Dingolfing/Straubing. Traditionell ist Juni der „Pride Month“, der Aktionsmonat welcher eine vielfältige, weltoffene und bunte Welt ohne Hass und Diskriminierung symbolisiert. Seit 2019 organisiert der Verein Queer in Niederbayern mit den Christopher Street Day (kurz: CSD) Demonstrationstage an verschiedenen Orten in Niederbayern.

In Passau, Straubing und Kelheim fanden zum wiederholten Male CSDs statt. Auch in Bezirkshauptstadt Landshut wird ein weiterer CSD für Herbst geplant. Mitorganisator Matthias Tobler aus Wallersdorf ist ebenso im FDP-Bezirksverband als Schriftführer aktiv.

Eine FDP-Delegation aus dem Landkreis nahmen gemeinsam mit der liberalen niederbayerischen Bundestagsabgeordneten Nicole Bauer und Bezirksrat Michael Deller an einigen Demos teil und warben dabei aktiv für eine liberale und weltoffene Haltung. „Vielfalt, Toleranz und Solidarität sind in unserem Wertesystem tief verankert. Um dem Ausdruck zu verleihen, nehmen wir an vielen queeren Veranstaltungen teil und unterstützen die Queer-Initiativen“, so die Bundesabgeordnete Nicole Bauer.

Seit 2020 gibt es auch in Dingolfing eine LGBTIQ-Initiative die sich, sofern es Corona zulässt, regelmäßig im Dingolfing treffen. Der Dingolfinger Jugendbeauftragte Michael Limmer steht aus Überzeugung hinter der Initiative für Toleranz und Gleichberechtigung und besuchte unter anderem auch den CSD in Straubing. „Ich finde es wahnsinnig toll, wie viele Menschen sich mittlerweile für gelebte Vielfalt einsetzen. Jeder Mensch soll sein Leben so führen können, wie jeder Mensch es will, ohne dabei in irgendeiner Form benachteiligt zu werden. Die gut besuchten Veranstaltungen ermöglichen eine gute Aufklärung, tolle Begegnungen und ich unterstütze gerne um 2022 auch einen CSD in Dingolfing auf die Beine zu stellen“, so der FDP-Stadtrat Michael Limmer.

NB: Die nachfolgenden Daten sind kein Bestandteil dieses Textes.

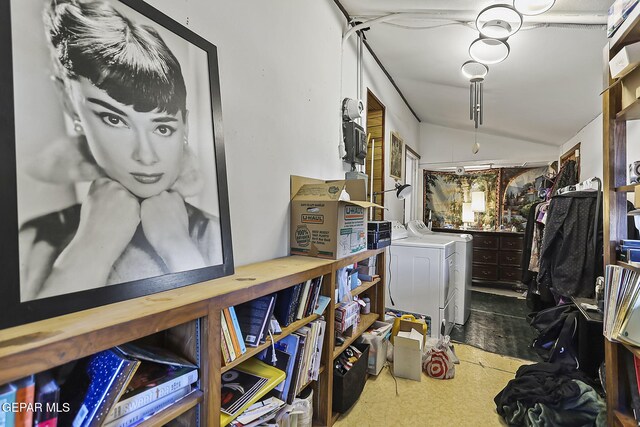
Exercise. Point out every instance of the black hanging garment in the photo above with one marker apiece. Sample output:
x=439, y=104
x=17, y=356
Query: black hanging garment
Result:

Organisator Matthias Tobler freute sich über den zunehmenden Zuspruch der vergangenen Jahre: „Wenn wir uns an der Zahl der Veranstaltungen und der Anzahl der Besucher messen, freuen wir uns wirklich über eine tolle Entwicklung. Auch der Zuspruch aus der Bevölkerung und der Politik wird zunehmend größer. Aber es gibt nach wie vor viel zu tun und wir werden uns weiterhin mit großem Engagement für noch mehr Toleranz und Gleichberechtigung einsetzen“.